Tight nutrient cycle

But it's the ecological benefits of alternative hog production that are creating the biggest stir. An environmental audit done last year on the Frantzen farm by the University of Northern Iowa found the operation was producing between only 20 and 30 pounds of excess nitrogen per acre annually, a sign that it's extremely efficient at keeping wayward nutrients from becoming environmental pollutants. In comparison, nitrogen loss on factory operations is measured in the hundreds of pounds per acre. Environmental Protection Agency officials have expressed surprise at the lack of odor emanating from hoop houses they've visited in Minnesota, and tests for toxic gases like hydrogen sulfide have shown these facilities to be well within health standards.
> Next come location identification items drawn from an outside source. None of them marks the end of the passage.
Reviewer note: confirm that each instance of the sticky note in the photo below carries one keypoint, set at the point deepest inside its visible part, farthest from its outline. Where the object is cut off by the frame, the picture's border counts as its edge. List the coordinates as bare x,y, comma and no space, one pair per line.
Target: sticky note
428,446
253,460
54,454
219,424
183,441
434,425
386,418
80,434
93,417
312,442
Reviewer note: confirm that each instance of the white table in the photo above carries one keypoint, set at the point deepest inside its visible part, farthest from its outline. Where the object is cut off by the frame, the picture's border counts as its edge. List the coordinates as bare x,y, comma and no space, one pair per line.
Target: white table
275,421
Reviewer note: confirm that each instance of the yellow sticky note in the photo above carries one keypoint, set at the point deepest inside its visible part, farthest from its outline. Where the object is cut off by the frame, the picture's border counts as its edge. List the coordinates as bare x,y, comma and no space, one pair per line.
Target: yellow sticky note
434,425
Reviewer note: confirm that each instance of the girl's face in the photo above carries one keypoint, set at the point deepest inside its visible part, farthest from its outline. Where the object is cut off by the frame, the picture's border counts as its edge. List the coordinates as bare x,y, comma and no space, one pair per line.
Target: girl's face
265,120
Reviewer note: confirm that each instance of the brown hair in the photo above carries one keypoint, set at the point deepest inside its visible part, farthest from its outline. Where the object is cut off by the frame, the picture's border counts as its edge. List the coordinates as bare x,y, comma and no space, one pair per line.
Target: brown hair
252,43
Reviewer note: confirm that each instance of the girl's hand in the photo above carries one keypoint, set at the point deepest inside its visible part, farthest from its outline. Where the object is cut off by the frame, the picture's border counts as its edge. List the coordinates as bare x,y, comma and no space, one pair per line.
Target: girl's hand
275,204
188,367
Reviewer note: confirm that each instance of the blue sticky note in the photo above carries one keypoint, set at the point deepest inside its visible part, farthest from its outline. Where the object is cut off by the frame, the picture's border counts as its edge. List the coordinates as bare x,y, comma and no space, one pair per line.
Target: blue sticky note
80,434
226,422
Hoop buildings, or any other off-farm products for that matter, aren't environmental silver bullets. Rather, they just happen to lend themselves nicely to a system of farming that considers all of an operation's enterprises and resources as part of a larger whole. The compost produced by the hoop house system is a biologically rich fertilizer, which farmers like the Frantzens use on their crops. Those crops are then fed to the animals and cycled back to the land as manure, helping to produce more feed crops. In addition, the straw itself comes from small grains such as oats, a soil-conserving crop that can naturally break up weed and insect pest cycles. And pasture-farrowing hogs during the summer – along with grazing cattle – helps the Frantzens economically justify having a large portion of their farm in perennial grasses, which add biological diversity to the landscape. Striking such a balance between land, animals, and crops produces a closed nutrient cycle, rather than one that imports a lot of inputs and pumps out even more waste.
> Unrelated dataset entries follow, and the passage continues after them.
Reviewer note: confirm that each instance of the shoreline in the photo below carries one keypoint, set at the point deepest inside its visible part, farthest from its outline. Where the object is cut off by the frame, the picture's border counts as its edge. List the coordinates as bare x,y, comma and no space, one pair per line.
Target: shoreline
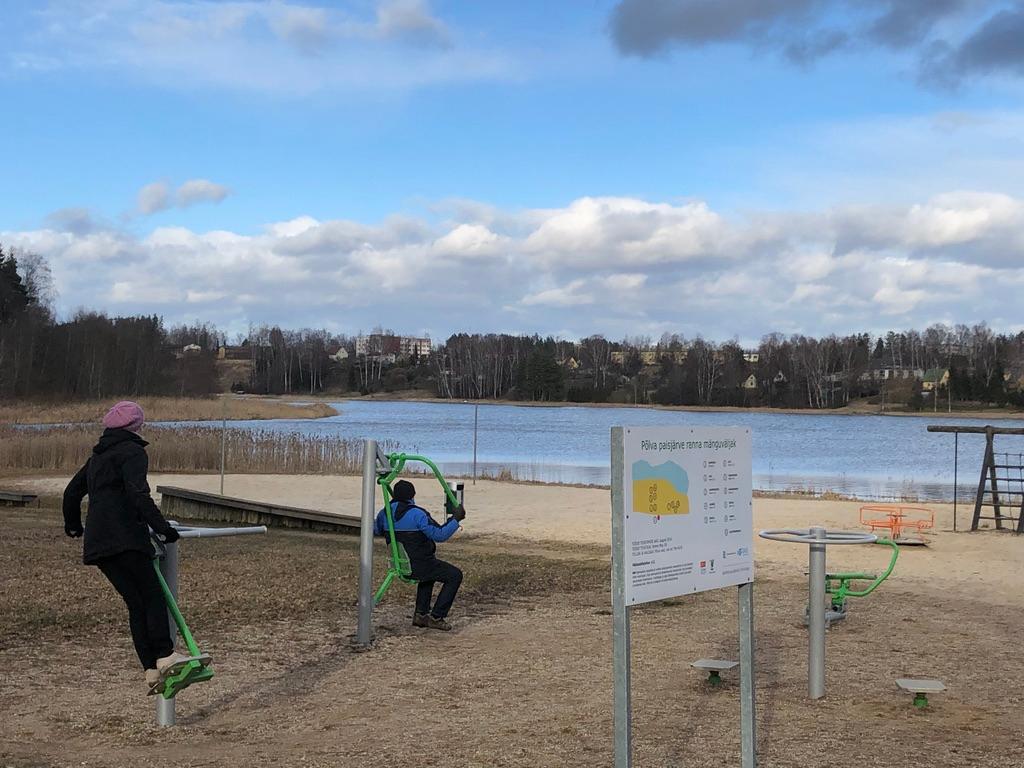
846,411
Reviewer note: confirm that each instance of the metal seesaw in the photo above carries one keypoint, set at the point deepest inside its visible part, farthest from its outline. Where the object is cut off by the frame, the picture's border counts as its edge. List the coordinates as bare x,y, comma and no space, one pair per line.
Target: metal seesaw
818,539
197,669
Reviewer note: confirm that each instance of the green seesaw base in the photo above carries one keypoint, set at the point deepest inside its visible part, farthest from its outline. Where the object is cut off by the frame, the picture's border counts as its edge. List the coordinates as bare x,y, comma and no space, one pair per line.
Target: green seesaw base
193,672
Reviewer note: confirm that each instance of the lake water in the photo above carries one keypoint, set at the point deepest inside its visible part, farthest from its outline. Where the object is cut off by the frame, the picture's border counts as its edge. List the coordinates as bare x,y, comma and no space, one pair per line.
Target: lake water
869,457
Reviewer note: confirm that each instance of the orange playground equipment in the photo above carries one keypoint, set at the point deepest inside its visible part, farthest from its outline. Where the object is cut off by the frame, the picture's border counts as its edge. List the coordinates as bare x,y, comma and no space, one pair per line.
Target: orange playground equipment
905,524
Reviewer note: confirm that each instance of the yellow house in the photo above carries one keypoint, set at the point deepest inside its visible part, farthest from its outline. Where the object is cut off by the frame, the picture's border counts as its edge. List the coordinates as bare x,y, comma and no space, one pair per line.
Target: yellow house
935,378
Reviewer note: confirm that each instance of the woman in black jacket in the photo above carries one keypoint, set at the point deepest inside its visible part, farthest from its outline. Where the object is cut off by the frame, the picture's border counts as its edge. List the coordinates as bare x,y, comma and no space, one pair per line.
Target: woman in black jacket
117,534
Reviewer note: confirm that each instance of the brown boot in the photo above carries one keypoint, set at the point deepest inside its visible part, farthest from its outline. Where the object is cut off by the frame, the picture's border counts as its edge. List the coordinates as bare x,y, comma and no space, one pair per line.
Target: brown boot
438,624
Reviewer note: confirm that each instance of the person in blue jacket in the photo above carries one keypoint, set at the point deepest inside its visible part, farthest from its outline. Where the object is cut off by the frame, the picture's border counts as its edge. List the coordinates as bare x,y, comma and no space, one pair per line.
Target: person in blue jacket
418,532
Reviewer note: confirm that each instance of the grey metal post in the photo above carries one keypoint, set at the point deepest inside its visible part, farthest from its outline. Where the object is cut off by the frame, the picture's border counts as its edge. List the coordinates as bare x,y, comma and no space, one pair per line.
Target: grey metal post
816,616
620,611
223,444
748,732
476,420
169,567
955,458
364,631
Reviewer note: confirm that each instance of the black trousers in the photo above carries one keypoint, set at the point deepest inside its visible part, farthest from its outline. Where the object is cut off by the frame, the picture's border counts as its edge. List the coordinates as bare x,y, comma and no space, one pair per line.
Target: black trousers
429,573
133,578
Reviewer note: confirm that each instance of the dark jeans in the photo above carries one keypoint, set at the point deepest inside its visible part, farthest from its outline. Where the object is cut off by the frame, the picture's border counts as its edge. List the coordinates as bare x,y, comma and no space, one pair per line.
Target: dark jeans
429,572
133,578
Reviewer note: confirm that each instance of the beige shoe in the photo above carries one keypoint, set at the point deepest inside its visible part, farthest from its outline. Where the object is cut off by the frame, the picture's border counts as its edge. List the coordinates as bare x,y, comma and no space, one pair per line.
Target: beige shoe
154,682
170,665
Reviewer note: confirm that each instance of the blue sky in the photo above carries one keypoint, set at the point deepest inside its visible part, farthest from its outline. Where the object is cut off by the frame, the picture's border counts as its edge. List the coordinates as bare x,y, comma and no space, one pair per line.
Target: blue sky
723,168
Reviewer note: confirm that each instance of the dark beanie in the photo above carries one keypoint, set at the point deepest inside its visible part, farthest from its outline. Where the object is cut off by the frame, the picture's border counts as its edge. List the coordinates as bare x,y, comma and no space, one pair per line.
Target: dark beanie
403,492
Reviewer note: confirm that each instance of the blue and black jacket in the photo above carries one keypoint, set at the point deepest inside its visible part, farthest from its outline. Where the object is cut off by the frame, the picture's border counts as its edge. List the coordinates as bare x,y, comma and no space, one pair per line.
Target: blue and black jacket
416,530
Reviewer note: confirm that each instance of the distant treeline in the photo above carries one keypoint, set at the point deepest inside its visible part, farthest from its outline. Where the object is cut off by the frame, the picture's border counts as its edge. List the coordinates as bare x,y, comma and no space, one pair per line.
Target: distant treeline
92,355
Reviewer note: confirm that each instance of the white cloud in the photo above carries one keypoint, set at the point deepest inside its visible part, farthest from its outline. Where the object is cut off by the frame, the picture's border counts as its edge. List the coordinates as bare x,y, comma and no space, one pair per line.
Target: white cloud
306,29
200,190
154,198
413,20
158,196
613,265
282,48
Farmers who use diversified, sustainable livestock methods say they help accomplish another important part of their whole farm's overall goal: maintaining a good quality of life.

“It's a fun way to raise pigs, a healthy way to raise pigs and it's profitable,” says Preston, Minnesota, farmer Dave Serfling, who, along with his wife, Diane, has participated in studies that show their small, sustainable enterprise is more efficient than much larger operations. “It's a size that I can raise my kids on, keep my bills paid, and have a good life.”
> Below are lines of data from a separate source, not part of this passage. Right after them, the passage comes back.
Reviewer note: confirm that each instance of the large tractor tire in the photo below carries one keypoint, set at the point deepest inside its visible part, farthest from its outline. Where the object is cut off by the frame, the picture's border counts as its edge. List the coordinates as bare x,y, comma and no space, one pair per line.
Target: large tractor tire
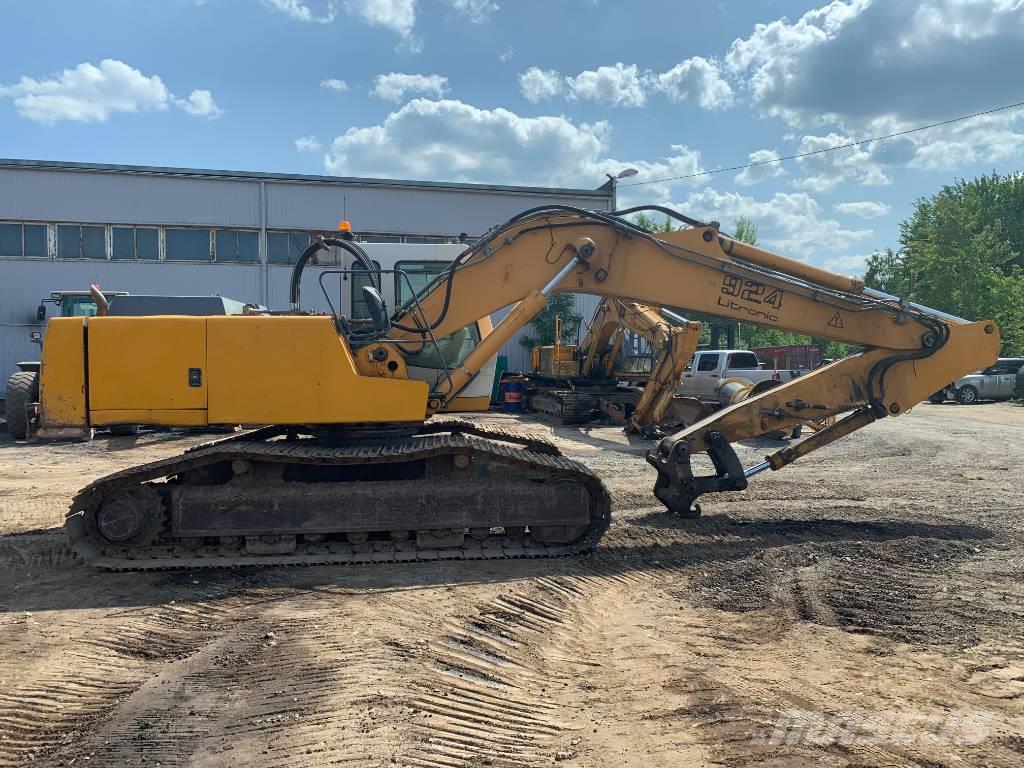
23,390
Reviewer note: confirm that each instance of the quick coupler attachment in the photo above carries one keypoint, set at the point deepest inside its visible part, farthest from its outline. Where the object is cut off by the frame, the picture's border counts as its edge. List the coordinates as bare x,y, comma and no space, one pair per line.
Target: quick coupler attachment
678,488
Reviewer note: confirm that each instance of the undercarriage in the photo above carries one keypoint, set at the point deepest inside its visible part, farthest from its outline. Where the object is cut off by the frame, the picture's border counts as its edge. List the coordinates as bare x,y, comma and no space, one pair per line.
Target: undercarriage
286,496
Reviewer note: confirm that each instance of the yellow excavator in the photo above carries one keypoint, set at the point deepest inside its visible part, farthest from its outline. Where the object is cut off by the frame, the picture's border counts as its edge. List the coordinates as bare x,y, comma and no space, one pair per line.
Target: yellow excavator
350,467
576,383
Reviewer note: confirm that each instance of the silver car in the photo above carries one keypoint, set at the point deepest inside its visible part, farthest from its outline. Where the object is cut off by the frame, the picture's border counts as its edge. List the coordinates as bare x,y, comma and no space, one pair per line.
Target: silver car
993,383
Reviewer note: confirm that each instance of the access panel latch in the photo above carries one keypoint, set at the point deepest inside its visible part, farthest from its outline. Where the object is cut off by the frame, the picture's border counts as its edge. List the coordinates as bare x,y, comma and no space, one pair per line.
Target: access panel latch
678,488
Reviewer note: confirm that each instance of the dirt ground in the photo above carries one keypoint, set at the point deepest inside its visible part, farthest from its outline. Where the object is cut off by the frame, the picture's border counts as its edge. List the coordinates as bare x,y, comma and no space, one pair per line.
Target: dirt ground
863,607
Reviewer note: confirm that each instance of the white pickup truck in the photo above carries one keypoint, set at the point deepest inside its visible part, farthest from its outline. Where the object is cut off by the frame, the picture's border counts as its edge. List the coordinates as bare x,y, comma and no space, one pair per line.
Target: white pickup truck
724,376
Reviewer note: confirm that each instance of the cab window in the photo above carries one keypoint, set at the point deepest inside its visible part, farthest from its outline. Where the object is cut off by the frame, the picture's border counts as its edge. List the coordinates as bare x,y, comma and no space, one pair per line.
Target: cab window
708,363
743,360
420,274
454,349
360,278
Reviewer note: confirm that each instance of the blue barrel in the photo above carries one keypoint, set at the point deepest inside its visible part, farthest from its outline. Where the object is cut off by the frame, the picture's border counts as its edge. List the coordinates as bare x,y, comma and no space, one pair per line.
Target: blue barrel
513,397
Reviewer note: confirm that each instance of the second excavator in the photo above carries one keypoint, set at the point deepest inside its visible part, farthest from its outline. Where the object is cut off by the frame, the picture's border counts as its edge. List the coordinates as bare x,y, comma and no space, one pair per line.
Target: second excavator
350,467
578,383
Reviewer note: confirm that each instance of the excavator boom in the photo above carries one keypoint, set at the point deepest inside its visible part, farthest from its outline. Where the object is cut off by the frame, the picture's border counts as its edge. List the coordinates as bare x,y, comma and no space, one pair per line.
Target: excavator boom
909,351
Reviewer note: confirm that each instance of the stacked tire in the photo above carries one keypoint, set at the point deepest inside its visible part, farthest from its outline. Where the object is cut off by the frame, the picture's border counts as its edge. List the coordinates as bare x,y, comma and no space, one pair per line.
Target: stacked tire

All of this is good news to people who are fighting factory operations. Organizers with the recently launched Factory Farm Grassroots Campaign of the Global Resource Action Center for the Environment (GRACE) work with communities threatened by giant livestock operations. Part of their effort involves providing information through visits, as well as the Internet, on how alternative livestock production is more economically and environmentally viable than the factory model. “To just get up and complain about the way hogs are being raised without offering alternatives can't work,” says Karen Hudson, an Illinois farmer who works as a grassroots organizer with a GRACE “SWAT” team.

Sustainable shopping

But all the low-cost sustainable livestock production in the world means little if farmers can't get paid a fair price. The good news is that several farmers, including the Frantzens, are now receiving a premium price for antibiotic-free, sustainably produced pork from places like Niman Ranch, a San Francisco-based company. And Organic Valley, a farmer-owned label that requires hogs to be raised in natural conditions, recently made its way into supermarket meat cases. Other farmers are taking their products directly to consumers via farmers' markets and the Internet. These alternatives are in their infancy, and the majority of family farmers are still being denied profits in a market controlled by corporate livestock operations. But Frantzen sees a glimmer of hope every time he delivers more pork to a local natural foods co-op and consumers use their pocketbooks to show him how much they appreciate his efforts to raise hogs sustainably.

“When people make a buying choice they are casting a ballot for the type of food system they want. That sends a tremendously powerful message back to rural America about what sort of farming is valued.”